Neurochirurgo

Endoscopia cerebrale

L'endoscopia cerebrale è un trattamento mini-invasivo grazie al quale il neurochirurgo può risolvere l’idrocefalo o rimuovere una neoplasia, posta in strutture profonde del cervello, attraverso una breve incisione e un piccolo foro di cranio.

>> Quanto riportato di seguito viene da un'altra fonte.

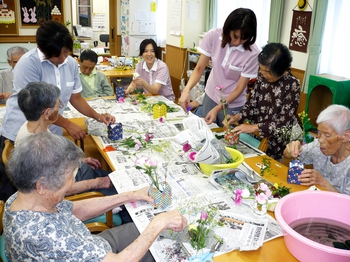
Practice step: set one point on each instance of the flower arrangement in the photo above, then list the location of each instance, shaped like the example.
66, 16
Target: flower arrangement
201, 230
160, 190
230, 137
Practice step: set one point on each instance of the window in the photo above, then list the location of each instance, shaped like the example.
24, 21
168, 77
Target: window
334, 57
261, 9
84, 13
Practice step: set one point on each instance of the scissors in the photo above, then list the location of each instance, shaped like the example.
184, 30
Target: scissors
208, 256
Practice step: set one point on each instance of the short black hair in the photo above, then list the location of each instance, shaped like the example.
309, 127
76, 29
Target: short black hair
242, 19
276, 57
145, 43
51, 37
88, 55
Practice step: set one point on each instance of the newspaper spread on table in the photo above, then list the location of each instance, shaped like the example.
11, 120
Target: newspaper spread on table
242, 230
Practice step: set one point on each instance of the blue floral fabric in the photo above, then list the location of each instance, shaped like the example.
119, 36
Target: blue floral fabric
38, 236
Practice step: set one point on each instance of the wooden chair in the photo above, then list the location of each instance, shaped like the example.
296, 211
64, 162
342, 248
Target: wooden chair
97, 224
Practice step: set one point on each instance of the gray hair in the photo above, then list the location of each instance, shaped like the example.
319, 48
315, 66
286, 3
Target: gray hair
36, 97
336, 116
15, 50
46, 157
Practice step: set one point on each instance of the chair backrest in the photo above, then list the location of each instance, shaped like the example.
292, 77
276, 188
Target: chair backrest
7, 151
104, 38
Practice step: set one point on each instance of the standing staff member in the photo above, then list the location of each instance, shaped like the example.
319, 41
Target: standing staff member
234, 57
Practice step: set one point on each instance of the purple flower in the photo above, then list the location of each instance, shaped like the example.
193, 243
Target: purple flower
186, 147
192, 156
238, 196
204, 216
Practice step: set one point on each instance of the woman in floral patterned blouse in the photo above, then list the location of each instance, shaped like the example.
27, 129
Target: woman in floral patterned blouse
273, 101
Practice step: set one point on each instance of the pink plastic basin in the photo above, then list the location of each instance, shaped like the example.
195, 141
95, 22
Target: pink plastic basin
317, 204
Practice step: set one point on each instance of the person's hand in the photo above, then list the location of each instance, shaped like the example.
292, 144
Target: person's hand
94, 163
142, 194
103, 182
245, 128
184, 101
75, 131
139, 81
293, 149
211, 116
106, 118
171, 220
310, 177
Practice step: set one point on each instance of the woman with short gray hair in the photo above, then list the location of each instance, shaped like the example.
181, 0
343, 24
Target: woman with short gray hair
329, 153
39, 225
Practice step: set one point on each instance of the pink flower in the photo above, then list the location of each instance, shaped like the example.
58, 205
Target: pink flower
261, 198
238, 196
186, 147
192, 156
204, 216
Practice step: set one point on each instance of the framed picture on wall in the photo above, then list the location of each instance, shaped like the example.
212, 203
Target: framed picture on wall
35, 11
8, 21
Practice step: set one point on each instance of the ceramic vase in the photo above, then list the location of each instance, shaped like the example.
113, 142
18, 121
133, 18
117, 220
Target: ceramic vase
162, 199
260, 207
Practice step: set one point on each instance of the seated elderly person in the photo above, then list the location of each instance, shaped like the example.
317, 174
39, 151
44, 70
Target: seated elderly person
94, 83
39, 225
329, 153
40, 103
273, 101
6, 76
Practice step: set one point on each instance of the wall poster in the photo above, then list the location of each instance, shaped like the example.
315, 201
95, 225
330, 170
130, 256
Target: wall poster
8, 23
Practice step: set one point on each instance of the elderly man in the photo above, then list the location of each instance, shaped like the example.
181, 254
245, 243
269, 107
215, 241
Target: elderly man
6, 77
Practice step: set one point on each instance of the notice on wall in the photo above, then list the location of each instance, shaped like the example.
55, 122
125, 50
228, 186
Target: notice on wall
175, 17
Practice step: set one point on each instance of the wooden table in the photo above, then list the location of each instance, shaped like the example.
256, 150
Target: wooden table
273, 250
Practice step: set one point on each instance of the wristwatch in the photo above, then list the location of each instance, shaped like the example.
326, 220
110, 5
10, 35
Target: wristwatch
224, 103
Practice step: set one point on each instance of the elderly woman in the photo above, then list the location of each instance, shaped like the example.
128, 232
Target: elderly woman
329, 153
39, 225
273, 101
40, 103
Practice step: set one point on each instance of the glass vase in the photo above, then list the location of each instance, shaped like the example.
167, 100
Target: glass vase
260, 207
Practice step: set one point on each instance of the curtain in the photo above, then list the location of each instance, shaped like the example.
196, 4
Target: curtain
275, 25
210, 15
334, 58
315, 41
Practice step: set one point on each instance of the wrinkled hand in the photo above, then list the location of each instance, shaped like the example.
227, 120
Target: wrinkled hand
106, 118
75, 131
94, 163
244, 128
171, 220
211, 116
294, 149
103, 182
184, 101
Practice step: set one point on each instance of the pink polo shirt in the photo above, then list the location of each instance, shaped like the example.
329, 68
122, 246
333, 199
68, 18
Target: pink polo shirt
159, 73
228, 64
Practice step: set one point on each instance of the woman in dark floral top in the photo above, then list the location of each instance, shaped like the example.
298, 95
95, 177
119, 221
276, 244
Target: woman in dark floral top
273, 101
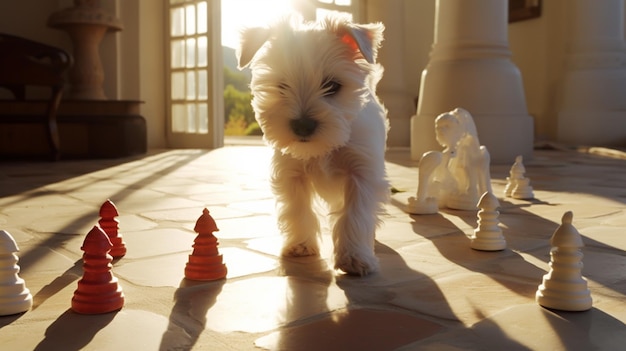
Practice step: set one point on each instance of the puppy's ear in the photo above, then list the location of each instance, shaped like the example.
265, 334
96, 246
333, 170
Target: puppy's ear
365, 38
251, 41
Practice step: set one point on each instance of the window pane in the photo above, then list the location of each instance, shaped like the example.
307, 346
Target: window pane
203, 118
191, 118
203, 85
190, 20
202, 51
191, 85
179, 118
178, 54
177, 19
202, 17
191, 52
178, 86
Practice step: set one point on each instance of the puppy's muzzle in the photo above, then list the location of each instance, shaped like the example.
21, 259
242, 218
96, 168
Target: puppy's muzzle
304, 126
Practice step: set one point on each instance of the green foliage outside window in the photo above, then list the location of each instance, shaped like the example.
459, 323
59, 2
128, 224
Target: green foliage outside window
237, 109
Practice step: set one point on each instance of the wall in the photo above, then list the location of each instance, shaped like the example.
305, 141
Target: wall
133, 60
538, 47
126, 56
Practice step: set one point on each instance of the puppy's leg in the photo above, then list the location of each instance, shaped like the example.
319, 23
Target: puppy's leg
365, 191
296, 218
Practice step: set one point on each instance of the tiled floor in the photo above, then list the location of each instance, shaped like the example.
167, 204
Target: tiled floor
433, 291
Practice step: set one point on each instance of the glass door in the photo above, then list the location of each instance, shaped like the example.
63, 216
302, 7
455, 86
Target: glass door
195, 96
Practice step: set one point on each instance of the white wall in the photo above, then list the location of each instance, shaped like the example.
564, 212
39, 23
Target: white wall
134, 69
132, 60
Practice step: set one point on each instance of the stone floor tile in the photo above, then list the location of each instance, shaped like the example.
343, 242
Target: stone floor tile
265, 303
352, 329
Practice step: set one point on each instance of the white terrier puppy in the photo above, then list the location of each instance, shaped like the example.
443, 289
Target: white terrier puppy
313, 87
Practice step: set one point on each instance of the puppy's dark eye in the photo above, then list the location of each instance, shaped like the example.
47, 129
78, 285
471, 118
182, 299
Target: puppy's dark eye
331, 87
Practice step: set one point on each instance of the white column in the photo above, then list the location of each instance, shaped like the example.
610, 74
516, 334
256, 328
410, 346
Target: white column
593, 111
470, 67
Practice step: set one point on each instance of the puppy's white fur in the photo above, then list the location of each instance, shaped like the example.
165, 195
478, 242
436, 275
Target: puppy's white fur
324, 74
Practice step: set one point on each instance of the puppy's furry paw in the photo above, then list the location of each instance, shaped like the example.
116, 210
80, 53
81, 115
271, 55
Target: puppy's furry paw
300, 250
356, 265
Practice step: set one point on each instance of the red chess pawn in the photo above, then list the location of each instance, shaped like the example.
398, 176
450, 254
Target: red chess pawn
205, 262
110, 225
98, 291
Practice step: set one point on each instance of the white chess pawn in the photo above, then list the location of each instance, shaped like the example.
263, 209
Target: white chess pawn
14, 296
564, 288
488, 235
522, 189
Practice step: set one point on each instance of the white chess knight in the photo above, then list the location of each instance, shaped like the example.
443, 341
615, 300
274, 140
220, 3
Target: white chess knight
457, 176
313, 87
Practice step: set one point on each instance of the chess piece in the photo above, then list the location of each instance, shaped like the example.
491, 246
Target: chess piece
518, 186
205, 262
564, 287
461, 172
425, 201
110, 226
98, 290
14, 296
488, 235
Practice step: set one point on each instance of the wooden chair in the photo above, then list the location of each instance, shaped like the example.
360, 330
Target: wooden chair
25, 63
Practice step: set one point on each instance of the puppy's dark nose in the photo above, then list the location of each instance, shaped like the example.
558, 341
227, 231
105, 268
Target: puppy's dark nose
303, 126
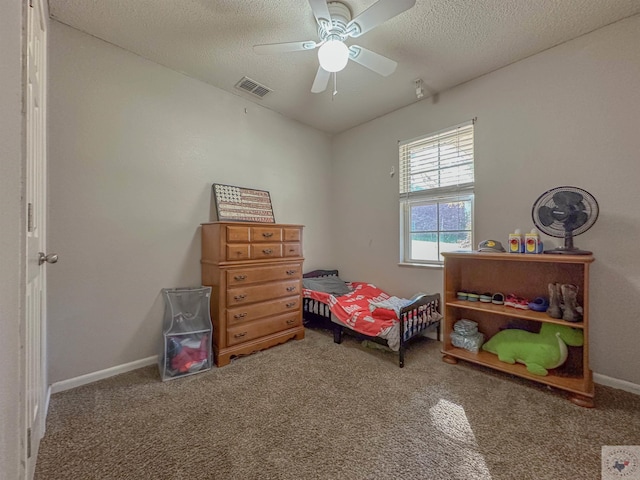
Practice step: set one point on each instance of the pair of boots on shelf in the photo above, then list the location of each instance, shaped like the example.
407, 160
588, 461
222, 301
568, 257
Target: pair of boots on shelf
563, 302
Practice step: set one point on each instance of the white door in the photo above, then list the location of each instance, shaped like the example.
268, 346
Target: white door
33, 373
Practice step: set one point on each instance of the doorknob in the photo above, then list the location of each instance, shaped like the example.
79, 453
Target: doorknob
51, 258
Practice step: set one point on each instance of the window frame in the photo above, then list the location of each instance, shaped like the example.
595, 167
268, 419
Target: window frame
452, 192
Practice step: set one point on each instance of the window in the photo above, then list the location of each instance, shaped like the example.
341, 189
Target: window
436, 195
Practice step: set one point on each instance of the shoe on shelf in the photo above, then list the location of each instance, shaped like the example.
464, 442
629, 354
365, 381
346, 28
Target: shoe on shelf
555, 301
539, 304
485, 298
515, 301
473, 296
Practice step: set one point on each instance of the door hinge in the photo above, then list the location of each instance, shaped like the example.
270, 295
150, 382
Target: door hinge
29, 217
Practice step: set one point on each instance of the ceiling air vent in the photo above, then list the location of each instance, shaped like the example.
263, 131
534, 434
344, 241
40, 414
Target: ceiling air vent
252, 87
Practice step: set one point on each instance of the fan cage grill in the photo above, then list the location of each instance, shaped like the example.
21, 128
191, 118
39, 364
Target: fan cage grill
558, 228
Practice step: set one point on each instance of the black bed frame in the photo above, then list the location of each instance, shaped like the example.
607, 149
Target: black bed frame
416, 315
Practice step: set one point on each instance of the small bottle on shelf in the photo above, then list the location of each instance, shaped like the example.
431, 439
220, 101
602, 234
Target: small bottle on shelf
516, 242
532, 241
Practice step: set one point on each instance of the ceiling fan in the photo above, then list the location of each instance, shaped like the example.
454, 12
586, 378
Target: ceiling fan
335, 25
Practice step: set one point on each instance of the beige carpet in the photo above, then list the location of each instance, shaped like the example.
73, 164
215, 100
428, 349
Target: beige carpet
312, 409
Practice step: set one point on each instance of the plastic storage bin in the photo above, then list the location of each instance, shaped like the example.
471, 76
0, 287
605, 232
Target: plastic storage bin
186, 345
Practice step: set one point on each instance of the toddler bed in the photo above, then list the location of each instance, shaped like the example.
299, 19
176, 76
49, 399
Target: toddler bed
367, 310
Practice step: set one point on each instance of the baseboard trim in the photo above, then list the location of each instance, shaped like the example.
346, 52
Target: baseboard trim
101, 375
615, 383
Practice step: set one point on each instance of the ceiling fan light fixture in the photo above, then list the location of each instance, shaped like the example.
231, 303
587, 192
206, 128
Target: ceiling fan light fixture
333, 55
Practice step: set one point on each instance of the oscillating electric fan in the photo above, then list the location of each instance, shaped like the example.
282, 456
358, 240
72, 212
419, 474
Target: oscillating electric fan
564, 212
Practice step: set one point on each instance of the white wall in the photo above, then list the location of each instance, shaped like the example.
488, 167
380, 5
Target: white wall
567, 116
11, 237
134, 149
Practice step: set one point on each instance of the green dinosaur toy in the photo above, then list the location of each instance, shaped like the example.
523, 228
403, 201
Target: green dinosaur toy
538, 351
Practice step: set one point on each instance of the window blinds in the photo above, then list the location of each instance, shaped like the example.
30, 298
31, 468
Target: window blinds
439, 164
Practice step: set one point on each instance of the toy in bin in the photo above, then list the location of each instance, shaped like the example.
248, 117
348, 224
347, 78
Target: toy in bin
466, 335
185, 358
187, 329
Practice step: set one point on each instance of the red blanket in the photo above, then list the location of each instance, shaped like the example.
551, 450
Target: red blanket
353, 308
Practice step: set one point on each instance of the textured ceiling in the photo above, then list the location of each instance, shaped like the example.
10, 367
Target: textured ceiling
443, 42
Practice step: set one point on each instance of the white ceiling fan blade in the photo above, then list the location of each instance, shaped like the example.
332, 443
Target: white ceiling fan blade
320, 10
271, 48
373, 61
379, 12
321, 81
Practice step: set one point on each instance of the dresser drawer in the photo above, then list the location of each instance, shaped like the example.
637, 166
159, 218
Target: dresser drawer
243, 276
238, 233
260, 328
255, 311
292, 234
259, 293
266, 250
292, 250
238, 251
266, 234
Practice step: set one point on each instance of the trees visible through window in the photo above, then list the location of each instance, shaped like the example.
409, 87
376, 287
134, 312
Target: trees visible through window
436, 194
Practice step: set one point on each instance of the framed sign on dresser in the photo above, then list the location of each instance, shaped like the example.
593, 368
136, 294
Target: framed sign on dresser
255, 271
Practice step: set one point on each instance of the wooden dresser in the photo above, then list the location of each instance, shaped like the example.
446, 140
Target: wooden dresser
255, 271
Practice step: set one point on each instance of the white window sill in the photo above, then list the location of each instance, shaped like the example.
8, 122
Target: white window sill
421, 265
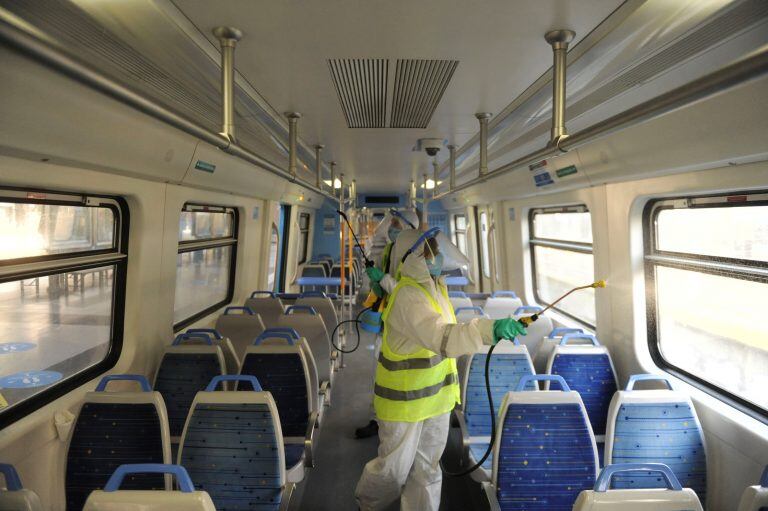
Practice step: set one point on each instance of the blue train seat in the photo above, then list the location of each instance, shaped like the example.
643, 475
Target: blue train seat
672, 497
112, 498
510, 362
587, 369
283, 370
656, 426
241, 326
113, 429
267, 305
185, 370
232, 447
15, 497
545, 453
755, 498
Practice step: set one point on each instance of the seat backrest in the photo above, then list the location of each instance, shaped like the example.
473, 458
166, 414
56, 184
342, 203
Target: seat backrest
545, 453
112, 498
267, 305
232, 447
324, 306
587, 369
310, 325
755, 498
15, 497
112, 429
502, 304
283, 371
672, 497
185, 370
536, 330
553, 338
241, 325
656, 426
509, 362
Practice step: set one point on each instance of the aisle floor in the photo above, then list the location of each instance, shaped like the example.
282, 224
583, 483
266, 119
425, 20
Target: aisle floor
340, 458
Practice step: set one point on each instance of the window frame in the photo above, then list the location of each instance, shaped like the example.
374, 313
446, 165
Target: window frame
186, 246
45, 265
733, 268
570, 246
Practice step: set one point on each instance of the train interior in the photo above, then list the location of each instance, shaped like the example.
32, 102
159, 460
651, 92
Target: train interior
190, 192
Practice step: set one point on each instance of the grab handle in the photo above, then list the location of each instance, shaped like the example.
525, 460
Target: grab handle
647, 377
257, 293
305, 308
281, 330
589, 337
187, 336
479, 310
182, 477
528, 309
560, 331
233, 377
138, 378
604, 479
214, 333
244, 310
275, 335
12, 479
528, 378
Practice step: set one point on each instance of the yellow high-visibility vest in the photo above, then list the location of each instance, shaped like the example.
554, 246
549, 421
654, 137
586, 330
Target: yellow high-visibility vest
417, 386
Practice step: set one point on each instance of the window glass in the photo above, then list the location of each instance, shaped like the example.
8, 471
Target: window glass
33, 230
203, 225
735, 232
57, 318
565, 226
484, 244
557, 272
707, 265
561, 246
202, 279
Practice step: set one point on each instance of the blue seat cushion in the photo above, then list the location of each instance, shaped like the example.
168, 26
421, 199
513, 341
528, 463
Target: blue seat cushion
108, 435
591, 375
546, 457
230, 451
180, 377
505, 371
283, 376
662, 433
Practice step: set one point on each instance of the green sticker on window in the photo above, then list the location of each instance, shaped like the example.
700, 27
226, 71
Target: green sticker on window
205, 166
566, 171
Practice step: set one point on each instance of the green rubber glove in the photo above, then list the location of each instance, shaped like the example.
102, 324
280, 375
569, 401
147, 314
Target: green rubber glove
374, 274
507, 328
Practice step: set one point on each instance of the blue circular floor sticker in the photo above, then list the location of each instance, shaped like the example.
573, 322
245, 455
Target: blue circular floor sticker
13, 347
29, 379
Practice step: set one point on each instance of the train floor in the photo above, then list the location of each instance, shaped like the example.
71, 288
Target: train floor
340, 458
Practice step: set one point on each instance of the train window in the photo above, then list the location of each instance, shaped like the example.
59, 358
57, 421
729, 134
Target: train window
484, 244
303, 237
274, 244
62, 290
561, 252
205, 264
707, 269
460, 232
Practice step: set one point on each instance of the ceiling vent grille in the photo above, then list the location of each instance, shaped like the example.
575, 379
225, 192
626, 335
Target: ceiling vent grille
362, 88
419, 86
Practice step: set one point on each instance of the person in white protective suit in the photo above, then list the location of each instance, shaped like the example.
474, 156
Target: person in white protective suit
416, 382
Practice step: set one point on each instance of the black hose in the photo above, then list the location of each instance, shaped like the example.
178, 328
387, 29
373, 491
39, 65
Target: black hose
493, 422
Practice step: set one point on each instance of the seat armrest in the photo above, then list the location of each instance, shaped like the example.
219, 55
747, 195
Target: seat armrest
285, 501
309, 440
490, 495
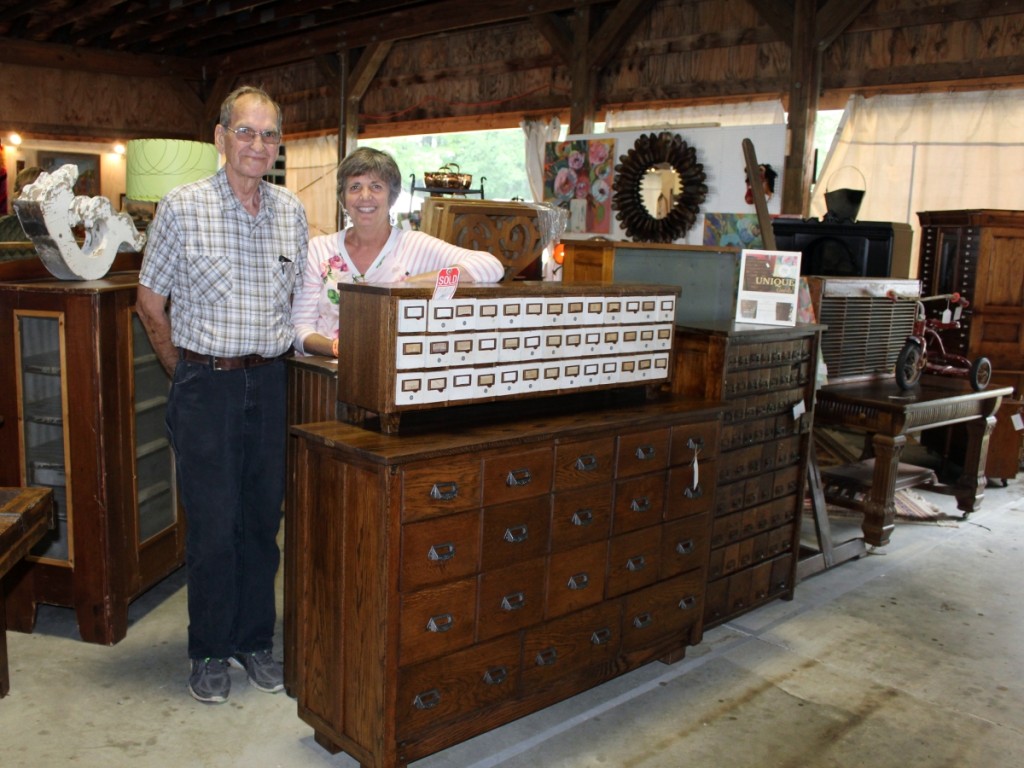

L'endoscopia cerebrale viene utilizzata per:

  • idrocefalo (ventricolocisternostomia, posizionamento di cateteri intraventricolari, fenestrazioni trans-ventricolari e del setto pellucido)
  • lesioni endoventricolari (cisti colloidi, neoplasie, malformazioni)
  • lesioni cistiche
  • ematomi intraparenchimali ed endoventricolari
  • tumori cerebrali
  • adenomi ipofisari e altre lesioni del basicranio anteriore (in questi casi l’endoscopio viene inserito direttamente dal naso)

 

L'endoscopio è una cannula sottile munita di:

  • fibre ottiche e lenti, poste sul tubicino.
  • microtelecamera, che trasmette le immagini allo schermo
  • canale operatorio attraverso cui si inseriscono gli strumenti appositi per operare (forbici, monopolare, bipolare,..)
  • canale per il lavaggio e il deflusso del lavaggio (durante la procedura per poter vedere correttamente si usano abbondanti lavaggi con una soluzione liquida).

 

I rischi legati all'endoscopia cerebrale, comuqnue percentualmente bassi,  possono essere:

  1. emorragia
  2. infezione
  3. lesioni delle strutture nervose

 

Per una precisione maggiore può essere utilizzato, insieme all'endoscopia cerebrale, anche il neuronavigatore.